Salah satu hasilnya adalah laporan yang diterbitkan pada tahun 2013 oleh Lembaga Penelitian Nasional Penanggulangan Bencana. Studi yang bertajuk “Meningkatkan Sistem Respons Tsunami dengan Analisis Elemen Risiko Tsunami di Korea,” menyatakan bahwa meskipun lokasi Korea membuatnya kurang rentan terhadap gempa bumi dan tsunami, terdapat skenario kasus yang jarang terjadi dan berpotensi menimbulkan dampak yang menghancurkan. .
“Semenanjung Korea terletak di tepi Lempeng Eurasia (lempeng tektonik yang mencakup sebagian besar Eurasia), dan dianggap lebih aman dibandingkan Jepang yang terletak di antara lempeng… Namun (keamanan) ini hanya bersifat relatif karena penelitian menunjukkan bahwa semenanjung ini bukanlah zona aman dari gempa bumi,” tulis para peneliti, seraya menambahkan bahwa Jepang terletak di pertemuan Lempeng Eurasia dengan Lempeng Pasifik, sehingga rentan terhadap gempa bumi dan tsunami susulan.
Laporan NDMI lebih lanjut menyatakan bahwa terdapat 165 kasus gempa bawah laut dari tahun 1978 hingga 2012 dengan kekuatan 3,0 atau lebih tinggi, yang merupakan 51 persen dari seluruh gempa bumi di dekat Semenanjung Korea. Meskipun sebagian besar gempa bumi tersebut tidak cukup kuat untuk menyebabkan tsunami, laporan tersebut menyoroti perlunya tindakan penanggulangan karena pusat gempa sebagian besar berada di dekat wilayah pesisir.
Pada tahun 2016, Korea Selatan dilanda gempa bawah laut berkekuatan 5,0 di dekat Ulsan di wilayah tenggara negara itu, meskipun tidak menimbulkan tsunami.
Analisis Badan Meteorologi Korea menunjukkan bahwa gempa bumi berkekuatan lebih dari 6,5 yang terjadi di wilayah pantai timur Korea dapat memicu tsunami yang dapat menimbulkan kerusakan signifikan.
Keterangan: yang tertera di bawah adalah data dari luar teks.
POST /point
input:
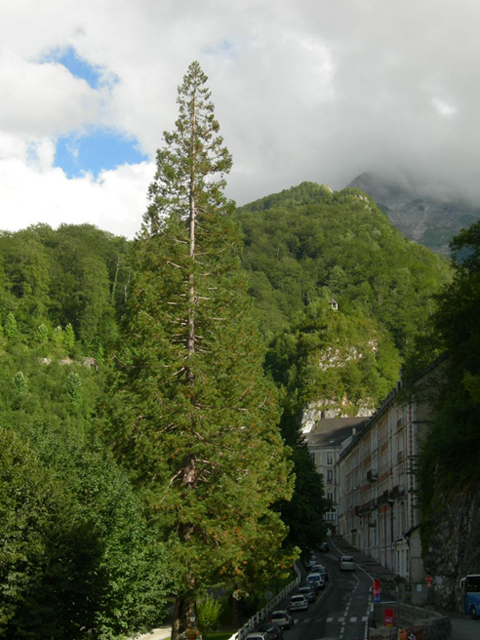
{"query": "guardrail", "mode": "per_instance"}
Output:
(262, 615)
Gempa berkekuatan 6,6 skala Richter dapat menimbulkan gelombang pasang setinggi setengah meter.
Dibutuhkan gempa yang jauh lebih kuat – sekitar 7,5 hingga 7,8 – di Laut Barat yang lebih dangkal agar tsunami dapat mempengaruhi semenanjung tersebut. Tsunami tahun 1993 tersebut di atas setinggi tiga meter dan disebabkan oleh gempa bumi berkekuatan 7,8 skala Richter.
Meskipun gempa bumi skala besar tidak mungkin terjadi di sekitar Semenanjung Korea, negara ini juga rentan terhadap dampak gempa bumi yang terjadi di pantai barat Jepang, yang jauh lebih rentan terhadap guncangan.
Badan Pemadam Kebakaran Nasional mengoperasikan Sistem Tanggap Bencana Tsunami yang menganalisis gempa bumi yang terjadi di wilayah pesisir dan memperkirakan ketinggian tsunami berikutnya, wilayah yang diperkirakan terkena dampak, dan perkiraan waktu tibanya. Hal ini didasarkan pada database 43 wilayah berpenduduk sebagian besar di pantai timur, yang paling terkena dampak gelombang pasang dan paling rentan.
KMA mengeluarkan peringatan dua tingkat untuk tsunami, satu untuk gelombang pasang dengan tinggi antara 0,5 meter dan 1 meter, dan untuk gelombang yang tingginya melebihi 1 meter.